Joyce and ElephantVoices have been involved in the discussions surrounding culling and capture/training of elephants in South Africa over many years. In 2006 Joyce and Petter were among signatories on a statement on culling by the Amboseli Trust for Elephants. Joyce has also been closely involved in the debate surrounding the capture and training of wild calves - first in the Tuli case, for which Joyce appeared in court in 1998 on behalf of the elephants, then in the Selati case in 2006. Most recently, Joyce was invited as an expert to attend a workshop in November 2007 held by the Environment Ministry to discuss the development of the Norms and Standards. She followed up with an open letter to the Minister.
The Ministry of Environment has agreed to many of the recommendations made. That they have prohibited the capture of wild elephants for the captive market, have prohibited the import and export of wild elephants destined for captivity, and have prohibited the artificial breeding of elephants in captivity is certainly a positive step for elephants. Furthermore, the Ministry has said that culling will be a management tool of last resort. Although the media is focused on the reopening of culling, we believe that South Africa's approach to elephants has come a very long way from the early 1990s.

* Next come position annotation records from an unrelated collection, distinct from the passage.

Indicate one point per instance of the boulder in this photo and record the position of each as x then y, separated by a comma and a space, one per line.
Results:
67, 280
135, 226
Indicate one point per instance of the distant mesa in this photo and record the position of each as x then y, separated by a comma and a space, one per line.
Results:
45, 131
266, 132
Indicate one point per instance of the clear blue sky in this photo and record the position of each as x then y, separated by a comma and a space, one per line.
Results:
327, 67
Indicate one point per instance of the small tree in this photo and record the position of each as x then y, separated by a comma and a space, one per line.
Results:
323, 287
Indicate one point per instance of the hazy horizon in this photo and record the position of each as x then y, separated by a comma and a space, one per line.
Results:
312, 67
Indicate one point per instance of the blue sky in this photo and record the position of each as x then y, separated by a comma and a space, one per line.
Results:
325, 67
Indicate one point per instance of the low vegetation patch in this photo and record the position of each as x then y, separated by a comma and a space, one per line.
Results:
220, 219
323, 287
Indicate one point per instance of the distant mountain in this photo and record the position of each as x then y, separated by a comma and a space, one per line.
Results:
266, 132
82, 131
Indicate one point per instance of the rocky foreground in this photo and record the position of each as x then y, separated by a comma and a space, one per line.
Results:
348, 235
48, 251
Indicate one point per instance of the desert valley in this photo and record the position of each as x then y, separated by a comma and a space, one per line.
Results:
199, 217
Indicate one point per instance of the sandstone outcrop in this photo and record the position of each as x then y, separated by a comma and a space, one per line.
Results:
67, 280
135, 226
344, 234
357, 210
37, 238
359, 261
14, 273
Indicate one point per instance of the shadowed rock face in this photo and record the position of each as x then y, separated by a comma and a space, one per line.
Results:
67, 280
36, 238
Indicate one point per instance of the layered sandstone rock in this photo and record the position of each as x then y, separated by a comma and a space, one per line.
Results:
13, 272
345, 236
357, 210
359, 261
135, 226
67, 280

The open process of discussion and the genuine change in outlook and opinions is a positive development, despite the fact that some conclusions of the document go against our wishes. The bottom line, in our view, is that until we, human beings, accept to draw real limits on our own population expansion and consequent resource requirements (and emissions), we will be forced into unethical practices. The culling of elephants is only one of many. Are we ever going to accept any limits on our behavior and use of resources?